May 7, 2018 | The Jerusalem Post
Germany’s antisemitism Czar wants banks to boot antisemitic BDS groups
The newly appointed federal government commissioner for combating Antisemitism in Germany, Felix Klein, condemned the Bank for Social Economy on Thursday for providing bank accounts to antisemitic BDS groups and expressed support for the city of Frankfurt's ban of business with financial institutions that support, directly or indirectly, the campaign to boycott the Jewish state.
“I condemn this bank relationship,” said Klein in response to a Jerusalem Post press query about the Cologne-based Bank for Social Economy providing accounts to at least four organizations that enable–or explicitly advocate— the BDS (Boycott, Divestment, Sanctions) campaign against Israel.
Klein adds the voice of Germany's federal government to leading Jewish human rights groups in the US, Israel and Germany–including public security minister Gilad Erdan– who have called on the bank's executive board to pull the plug on its BDS accounts. “My assessment is the BDS-movement incites Antisemitism in its methods and goals. The call of BDS to boycott Israeli businesses as well as the “Don't buy! stickers on products from the Jewish state are to be condemned without qualifications.”
In the past years, the cities Frankfurt, Munich and Berlin decided to deny financial support and municipal rooms, in the future, to the BDS campaign that is hostile to Israel. The city of Frankfurt works since the beginning of the year only with banks that do not maintain business relations with BDS. In my judgment, both [anti-BDS measures] are an important signal that Antisemitism as well as the international isolation and defamation of Israel as alleged 'apartheid state' will not be tolerated.”
The Bank for Social Economy vigorously supports its bank account to the hardcore BDS group Jewish Voice for a Just Peace in the Middle East in Germany, as well as other BDS activities enabled by the bank.

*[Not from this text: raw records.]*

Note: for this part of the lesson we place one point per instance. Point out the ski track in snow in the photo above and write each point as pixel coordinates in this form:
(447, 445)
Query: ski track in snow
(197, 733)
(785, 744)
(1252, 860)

The BDS groups use their accounts with Bank for Social Economy to raise funds in Europe.
Klaus Faber, the chairman of the Coordinating Council of German Non-governmental Organizations against Antisemitism, told the Post on Thursday that the bank should shut down its BDS accounts. He said “BDS groups are antisemitic and hostile to Israel…that target the isolation and destruction of Israel. Antisemitic activities are, in the view of the Coordinating Council, not compatible with Germany's history and constitution.”
The prominent German LGBT organization Magnus Hirschfeld shut down its account with the Bank for Social Economy to protest the bank's anti-Israel bank accounts. On May 14, the Magnus Hirschfeld is slated to honor the 150th birthday of the gay German-Jewish sexologist Magnus Hirschfeld in Berlin. Faber said the “people, NGOs, companies should , in this case, follow the example of the Magnus Hirschfeld Foundation and cancel their accounts.”
The Bank for Social Economy's executive board member Oliver Luckner doubled-down on Twitter in the bank's defense of its BDS accounts. He tweeted the bank's website statement defending the bank's alleged antisemitic accounts.
The bank's March statement said it rejects BDS but “The Bank für Sozialwirtschaft rejects any form of anti-Semitism, but we nevertheless accept that there are widely diverging views on the Middle East conflict and the relationship between the Palestinians and the State of Israel. Underpinning this approach is the principle of freedom of expression, which in the light of German history we consider especially important.”
Numerous Post telephone and email queries to Harald Schmitz, the bank's chairperson, on Thursday were not returned in response to the the call of Germany's antisemitism czar for the bank to stop its alleged antisemitic activity. A third bank executive, Thomas Kahleis, declined to answer multiple Post queries.
Hellmut Königshaus, the chairman of the German-Israel friendship society (DIG), told the Post on Thursday that the” DIG condemns the activities of the BDS movement and considers BDS to be motivated by antisemitism.” He said a lot of what is called “criticism of Israel” is motivated by antisemitism. “Of course, the bank should end every relation with this [BDS] movement and its representatives,” he added.
Königshaus said that now the bank's executives are aware of the antisemitic activities of BDS they must act against it.
Klein was appointed Germany's first commissioner to combat the rising level of contemporary antisemitism in Germany and to help protect Jewish life in the federal republic. The German banks Deutsche Bank, Postbank, Commerzbank and DAB have terminated accounts of BDS groups since 2016 due to reasons ranging form connections to Palestinian terrorism and antisemitism. Banks in Austria, Ireland, the United States and France have shut down BDS accounts over the last two years. The online payment service PayPal shut down four BDS French accounts in the first four months of 2018.